06:43 So all of the causes of obstructive and restrictive lung function. Obstructive is as it says: it’s airways disease with obstruction. So COPD, a largely irreversible disease. Asthma would be a largely reversible disease. Other airways diseases: bronchiectasis, rarer causes of lower airways obstruction, upper airways disease.

07:01 Restrictive lung function: actually anybody who does not put the full effort in doing a spirometry manoeuvre will come out with what looks like a restrictive lung function result. So poor effort during the test will leads to what looks like restrictive lung function but that can be seen when you observe the patient during the test.

07:21 Interstitial lung disease, pulmonary fibrosis, post-infective scarring of the lung, pleural effusions, pleural thickening, anything that affects the chest wall will all cause restrictive lung disease.

07:30 Sarcoidosis and hypersensitive pneumonitis, they’re both interstitial lung diseases which cause restrictive changes. But there’s often an obstructive element causing a mixed restrictive-obstructive picture. And a mixed restrictive-obstructive picture also occurs if you have somebody with more than one disease present. So, for example, pulmonary fibrosis commonly occurs in smokers, COPD commonly occurs in smokers and therefore you often get patients who have pulmonary fibrosis and COPD. And their lung function reflects that by having a mixed restrictive-obstructive picture.

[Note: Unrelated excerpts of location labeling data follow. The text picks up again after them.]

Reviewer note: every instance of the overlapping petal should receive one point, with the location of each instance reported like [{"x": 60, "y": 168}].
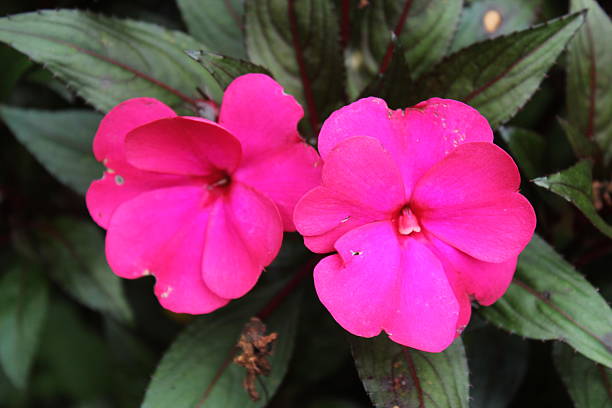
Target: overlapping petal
[
  {"x": 258, "y": 112},
  {"x": 128, "y": 115},
  {"x": 485, "y": 281},
  {"x": 360, "y": 184},
  {"x": 182, "y": 146},
  {"x": 356, "y": 284},
  {"x": 469, "y": 200},
  {"x": 283, "y": 176},
  {"x": 416, "y": 138},
  {"x": 426, "y": 309},
  {"x": 244, "y": 235},
  {"x": 140, "y": 242}
]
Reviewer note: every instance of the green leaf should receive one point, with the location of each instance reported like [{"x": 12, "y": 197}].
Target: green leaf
[
  {"x": 575, "y": 185},
  {"x": 298, "y": 42},
  {"x": 60, "y": 140},
  {"x": 588, "y": 383},
  {"x": 498, "y": 76},
  {"x": 225, "y": 69},
  {"x": 197, "y": 370},
  {"x": 23, "y": 307},
  {"x": 385, "y": 85},
  {"x": 397, "y": 376},
  {"x": 485, "y": 19},
  {"x": 528, "y": 149},
  {"x": 74, "y": 251},
  {"x": 217, "y": 24},
  {"x": 583, "y": 147},
  {"x": 14, "y": 65},
  {"x": 549, "y": 300},
  {"x": 75, "y": 361},
  {"x": 423, "y": 28},
  {"x": 498, "y": 364},
  {"x": 108, "y": 60},
  {"x": 589, "y": 77}
]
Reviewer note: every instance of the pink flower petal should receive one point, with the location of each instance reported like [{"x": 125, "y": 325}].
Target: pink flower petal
[
  {"x": 257, "y": 112},
  {"x": 362, "y": 172},
  {"x": 469, "y": 201},
  {"x": 183, "y": 146},
  {"x": 427, "y": 311},
  {"x": 361, "y": 184},
  {"x": 140, "y": 242},
  {"x": 128, "y": 115},
  {"x": 416, "y": 138},
  {"x": 356, "y": 284},
  {"x": 283, "y": 176},
  {"x": 486, "y": 281},
  {"x": 120, "y": 184},
  {"x": 244, "y": 235},
  {"x": 322, "y": 216}
]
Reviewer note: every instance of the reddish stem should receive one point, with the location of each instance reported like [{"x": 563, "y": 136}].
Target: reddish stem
[
  {"x": 396, "y": 33},
  {"x": 299, "y": 55},
  {"x": 345, "y": 23},
  {"x": 288, "y": 288}
]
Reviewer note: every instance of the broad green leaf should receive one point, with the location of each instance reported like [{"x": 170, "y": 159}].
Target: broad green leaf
[
  {"x": 528, "y": 149},
  {"x": 14, "y": 65},
  {"x": 588, "y": 383},
  {"x": 589, "y": 77},
  {"x": 582, "y": 147},
  {"x": 423, "y": 28},
  {"x": 485, "y": 19},
  {"x": 498, "y": 76},
  {"x": 60, "y": 140},
  {"x": 549, "y": 300},
  {"x": 74, "y": 359},
  {"x": 397, "y": 376},
  {"x": 218, "y": 24},
  {"x": 197, "y": 370},
  {"x": 298, "y": 42},
  {"x": 74, "y": 250},
  {"x": 225, "y": 69},
  {"x": 23, "y": 307},
  {"x": 108, "y": 60},
  {"x": 575, "y": 185},
  {"x": 385, "y": 85},
  {"x": 498, "y": 364}
]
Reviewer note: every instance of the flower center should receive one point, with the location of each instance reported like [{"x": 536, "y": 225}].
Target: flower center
[
  {"x": 407, "y": 222},
  {"x": 220, "y": 180}
]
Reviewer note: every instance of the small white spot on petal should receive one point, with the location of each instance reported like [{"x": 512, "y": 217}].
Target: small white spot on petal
[{"x": 167, "y": 292}]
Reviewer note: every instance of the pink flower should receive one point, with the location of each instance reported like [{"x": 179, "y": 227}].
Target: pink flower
[
  {"x": 424, "y": 213},
  {"x": 199, "y": 205}
]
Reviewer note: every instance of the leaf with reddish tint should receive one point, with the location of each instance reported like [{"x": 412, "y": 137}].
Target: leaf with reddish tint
[
  {"x": 485, "y": 19},
  {"x": 498, "y": 76},
  {"x": 298, "y": 41},
  {"x": 498, "y": 364},
  {"x": 60, "y": 140},
  {"x": 218, "y": 24},
  {"x": 108, "y": 60},
  {"x": 423, "y": 28},
  {"x": 397, "y": 376},
  {"x": 197, "y": 370},
  {"x": 588, "y": 383},
  {"x": 225, "y": 69},
  {"x": 589, "y": 77},
  {"x": 549, "y": 300},
  {"x": 575, "y": 185}
]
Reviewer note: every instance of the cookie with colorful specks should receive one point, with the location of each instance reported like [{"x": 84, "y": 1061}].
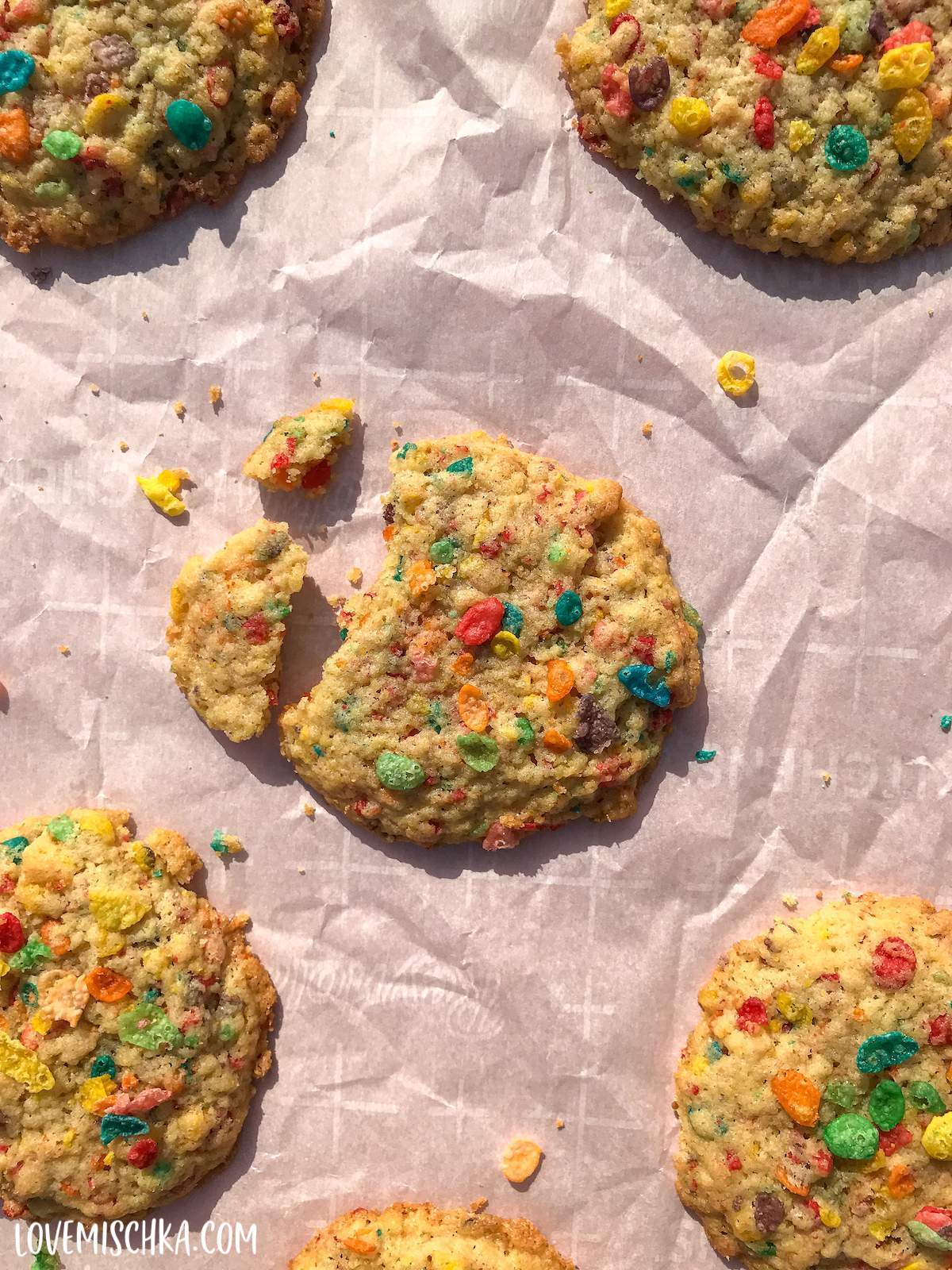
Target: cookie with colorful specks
[
  {"x": 816, "y": 1095},
  {"x": 818, "y": 129},
  {"x": 516, "y": 664}
]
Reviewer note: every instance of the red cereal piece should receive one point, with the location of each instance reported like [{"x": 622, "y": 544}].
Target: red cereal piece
[
  {"x": 763, "y": 124},
  {"x": 913, "y": 33},
  {"x": 895, "y": 1138},
  {"x": 12, "y": 937},
  {"x": 767, "y": 67},
  {"x": 752, "y": 1015},
  {"x": 894, "y": 963},
  {"x": 480, "y": 622}
]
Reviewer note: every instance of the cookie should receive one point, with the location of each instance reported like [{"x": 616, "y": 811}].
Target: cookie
[
  {"x": 816, "y": 1095},
  {"x": 135, "y": 1020},
  {"x": 228, "y": 628},
  {"x": 300, "y": 450},
  {"x": 514, "y": 666},
  {"x": 116, "y": 116},
  {"x": 420, "y": 1235},
  {"x": 797, "y": 127}
]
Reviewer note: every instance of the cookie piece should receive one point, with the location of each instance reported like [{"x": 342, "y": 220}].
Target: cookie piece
[
  {"x": 228, "y": 628},
  {"x": 135, "y": 1020},
  {"x": 420, "y": 1235},
  {"x": 117, "y": 116},
  {"x": 514, "y": 666},
  {"x": 300, "y": 450},
  {"x": 812, "y": 1096},
  {"x": 805, "y": 129}
]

08:05 So some examples of how you use spirometry. This is examples of how you use spirometry over time because it’s the most useful way of monitoring how the patient’s lung function is doing in a chronic lung disease over time.

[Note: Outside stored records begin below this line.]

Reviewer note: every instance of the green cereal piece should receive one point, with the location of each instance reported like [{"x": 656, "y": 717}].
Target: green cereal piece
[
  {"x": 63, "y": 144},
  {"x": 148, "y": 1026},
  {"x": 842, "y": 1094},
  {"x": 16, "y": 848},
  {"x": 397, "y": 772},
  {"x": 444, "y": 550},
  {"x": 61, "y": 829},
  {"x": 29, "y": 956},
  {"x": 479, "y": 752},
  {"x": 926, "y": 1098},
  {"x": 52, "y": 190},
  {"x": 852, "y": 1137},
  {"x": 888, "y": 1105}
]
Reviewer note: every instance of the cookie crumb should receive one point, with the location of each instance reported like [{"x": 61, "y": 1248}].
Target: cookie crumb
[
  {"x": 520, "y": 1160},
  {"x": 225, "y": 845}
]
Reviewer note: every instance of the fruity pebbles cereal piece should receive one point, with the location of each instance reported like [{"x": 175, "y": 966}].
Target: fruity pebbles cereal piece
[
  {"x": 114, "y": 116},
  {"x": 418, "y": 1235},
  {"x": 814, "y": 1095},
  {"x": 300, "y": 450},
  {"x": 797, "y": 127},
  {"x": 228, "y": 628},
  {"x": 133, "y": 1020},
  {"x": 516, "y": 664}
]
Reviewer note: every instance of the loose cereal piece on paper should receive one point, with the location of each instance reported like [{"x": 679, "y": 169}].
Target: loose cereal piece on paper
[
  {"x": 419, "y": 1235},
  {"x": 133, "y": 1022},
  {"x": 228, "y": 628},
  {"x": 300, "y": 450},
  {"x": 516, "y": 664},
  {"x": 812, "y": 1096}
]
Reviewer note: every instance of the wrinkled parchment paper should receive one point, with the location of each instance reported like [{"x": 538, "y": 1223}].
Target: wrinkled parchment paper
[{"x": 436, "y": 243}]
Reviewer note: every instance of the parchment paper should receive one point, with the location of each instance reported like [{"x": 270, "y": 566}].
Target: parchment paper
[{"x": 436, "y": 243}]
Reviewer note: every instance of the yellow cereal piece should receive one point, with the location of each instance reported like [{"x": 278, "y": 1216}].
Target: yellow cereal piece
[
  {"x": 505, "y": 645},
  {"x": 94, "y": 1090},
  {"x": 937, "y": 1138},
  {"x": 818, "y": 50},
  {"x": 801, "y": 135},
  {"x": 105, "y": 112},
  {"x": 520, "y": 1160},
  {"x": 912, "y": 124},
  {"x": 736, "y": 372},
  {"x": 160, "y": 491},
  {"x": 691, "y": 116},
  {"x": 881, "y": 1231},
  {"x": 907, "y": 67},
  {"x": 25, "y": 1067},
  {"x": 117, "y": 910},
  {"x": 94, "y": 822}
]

08:19 So, for example, on the left-hand side we have somebody who’s got stable COPD with his FEV1 being repeated every six months or so and showing very similar values. They’re not deteriorating. They stopped smoking, they’re on inhalers, they’re doing reasonably well.

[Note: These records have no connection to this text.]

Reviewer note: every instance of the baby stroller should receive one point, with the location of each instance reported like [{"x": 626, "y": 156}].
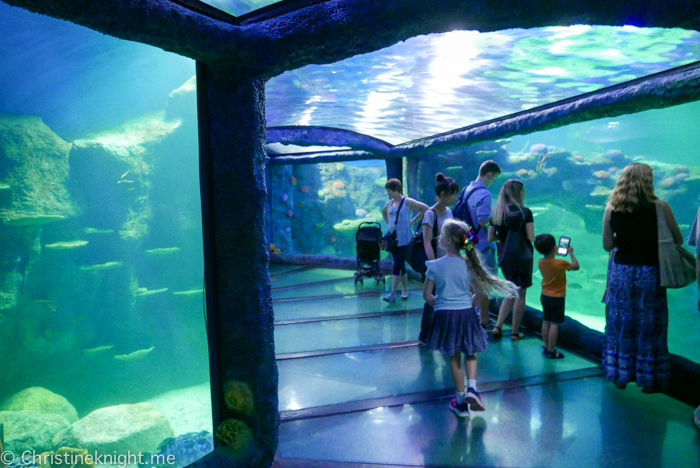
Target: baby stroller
[{"x": 367, "y": 237}]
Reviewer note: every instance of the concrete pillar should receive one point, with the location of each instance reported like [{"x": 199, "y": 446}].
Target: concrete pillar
[{"x": 240, "y": 321}]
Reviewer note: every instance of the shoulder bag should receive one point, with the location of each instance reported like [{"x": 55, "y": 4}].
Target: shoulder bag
[
  {"x": 417, "y": 257},
  {"x": 517, "y": 251},
  {"x": 677, "y": 267},
  {"x": 461, "y": 210},
  {"x": 389, "y": 241}
]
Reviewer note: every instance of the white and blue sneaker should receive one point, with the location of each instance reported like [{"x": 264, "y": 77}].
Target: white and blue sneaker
[
  {"x": 474, "y": 399},
  {"x": 461, "y": 409}
]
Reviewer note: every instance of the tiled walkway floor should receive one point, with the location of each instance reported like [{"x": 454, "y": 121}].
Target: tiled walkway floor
[{"x": 356, "y": 390}]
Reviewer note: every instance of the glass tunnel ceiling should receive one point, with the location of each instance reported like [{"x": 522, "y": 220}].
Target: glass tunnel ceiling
[{"x": 440, "y": 82}]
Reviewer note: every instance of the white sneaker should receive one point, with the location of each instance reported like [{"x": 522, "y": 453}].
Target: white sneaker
[
  {"x": 461, "y": 410},
  {"x": 474, "y": 399}
]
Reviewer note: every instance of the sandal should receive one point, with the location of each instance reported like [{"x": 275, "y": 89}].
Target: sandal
[{"x": 553, "y": 354}]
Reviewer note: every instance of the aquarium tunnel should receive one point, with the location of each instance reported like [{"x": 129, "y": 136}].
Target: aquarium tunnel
[{"x": 179, "y": 218}]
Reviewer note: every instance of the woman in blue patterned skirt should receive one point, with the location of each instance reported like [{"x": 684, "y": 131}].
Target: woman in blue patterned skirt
[{"x": 636, "y": 321}]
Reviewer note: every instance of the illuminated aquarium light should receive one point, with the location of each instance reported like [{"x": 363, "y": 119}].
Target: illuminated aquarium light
[{"x": 440, "y": 82}]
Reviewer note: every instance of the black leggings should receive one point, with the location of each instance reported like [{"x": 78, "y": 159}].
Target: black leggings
[{"x": 399, "y": 256}]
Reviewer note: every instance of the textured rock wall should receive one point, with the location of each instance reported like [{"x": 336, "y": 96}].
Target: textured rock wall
[{"x": 240, "y": 319}]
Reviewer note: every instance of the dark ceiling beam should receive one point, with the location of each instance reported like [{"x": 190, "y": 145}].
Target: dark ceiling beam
[
  {"x": 325, "y": 136},
  {"x": 322, "y": 157},
  {"x": 656, "y": 92},
  {"x": 331, "y": 31},
  {"x": 335, "y": 30},
  {"x": 160, "y": 23}
]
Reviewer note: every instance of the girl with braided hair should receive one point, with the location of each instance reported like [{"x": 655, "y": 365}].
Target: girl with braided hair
[{"x": 456, "y": 326}]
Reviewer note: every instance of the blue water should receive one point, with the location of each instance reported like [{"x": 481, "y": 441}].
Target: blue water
[{"x": 73, "y": 318}]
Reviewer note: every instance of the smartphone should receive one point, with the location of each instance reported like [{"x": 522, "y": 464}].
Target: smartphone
[{"x": 563, "y": 246}]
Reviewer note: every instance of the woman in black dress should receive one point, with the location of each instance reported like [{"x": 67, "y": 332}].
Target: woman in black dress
[{"x": 510, "y": 214}]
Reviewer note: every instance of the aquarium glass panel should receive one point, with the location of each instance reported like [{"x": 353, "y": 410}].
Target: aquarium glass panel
[
  {"x": 439, "y": 82},
  {"x": 568, "y": 174},
  {"x": 239, "y": 7},
  {"x": 318, "y": 208},
  {"x": 101, "y": 269}
]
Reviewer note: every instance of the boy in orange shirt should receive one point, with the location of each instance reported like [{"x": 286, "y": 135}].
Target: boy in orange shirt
[{"x": 553, "y": 291}]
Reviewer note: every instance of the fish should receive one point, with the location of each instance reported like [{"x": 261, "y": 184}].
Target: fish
[
  {"x": 65, "y": 245},
  {"x": 601, "y": 191},
  {"x": 97, "y": 231},
  {"x": 367, "y": 163},
  {"x": 595, "y": 207},
  {"x": 97, "y": 350},
  {"x": 135, "y": 356},
  {"x": 2, "y": 449},
  {"x": 192, "y": 292},
  {"x": 101, "y": 266},
  {"x": 141, "y": 293},
  {"x": 163, "y": 251},
  {"x": 609, "y": 132}
]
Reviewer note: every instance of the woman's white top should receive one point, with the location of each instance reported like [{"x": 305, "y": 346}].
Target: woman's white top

08:33 The middle patient is somebody with asthma. And again the FEV1 seems to be stable between month 1 and month 24. But if you look back at the results, month 7 it was much lower and that reflects an exacerbation that occurred at that time but then they got treated and the FEV1 came back up to where it should be.

08:48 The right-hand side is somebody with progressive COPD. And the FEV1 starts off at the same level. It’s a stable patient. But you see it falls. And it falls by a little bit each time but that means that, after 24 months, it’s fallen by 300 ml. That’s 150 ml per year. And if it carries on falling at that rate, the patient will be in respiratory failure within 5 to 6 years.